Tunisian security sources have announced a series of new arrests targeting individuals involved in severe security crimes, including affiliations with terrorist organizations and extremist groups, as well as networks dealing in human, goods, and money trafficking.
These operations have significantly focused on disrupting routes used by smugglers to transport migrants from Sub-Saharan African countries through Tunisia to the southern coasts of Europe.
Official reports released by the Ministry of Interior, the National Guard, and the National Security Administration detailed operations that led to the arrests of suspects previously under surveillance in border provinces adjacent to Algeria, including the Kasserine province.
This area, known for its dense mountain forests, has been a hotspot for numerous terrorist operations and clashes between security forces and armed terrorists over the past decade.

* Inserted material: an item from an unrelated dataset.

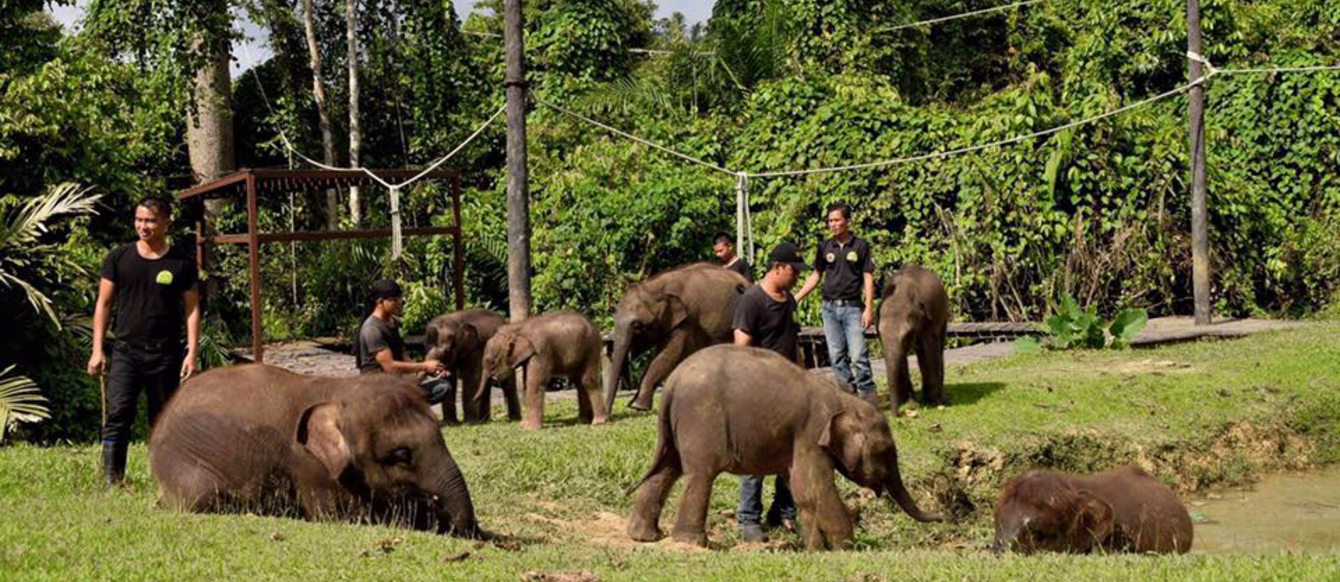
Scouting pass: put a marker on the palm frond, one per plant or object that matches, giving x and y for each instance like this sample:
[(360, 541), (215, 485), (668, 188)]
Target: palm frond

In this context, the sources also highlighted the arrest of a key terrorism suspect in the Kasserine region who had been sought after for investigation.
A senior security official told Al-Sharq Al-Awsat that some of the new detainees charged with terrorism in the Tunisian-Algerian and Libyan border provinces were members of “very small groups,” remnants of armed organizations that the national security and army forces had successfully dismantled between 2012 and 2015.
These groups operate differently from the “hierarchical” organizations that allow for rapid exposure and elimination of all members once a few leaders or fighters are apprehended.
Due to the intense crackdown by security forces on individuals suspected of connections to extremist ideologies, terrorist groups, smuggling networks, and drug trafficking, some members of these old terrorist groups have frequently escaped to the mountains and rural areas of the western and southern border provinces, including Kasserine, where security forces and the army have recently arrested several smugglers and fugitives.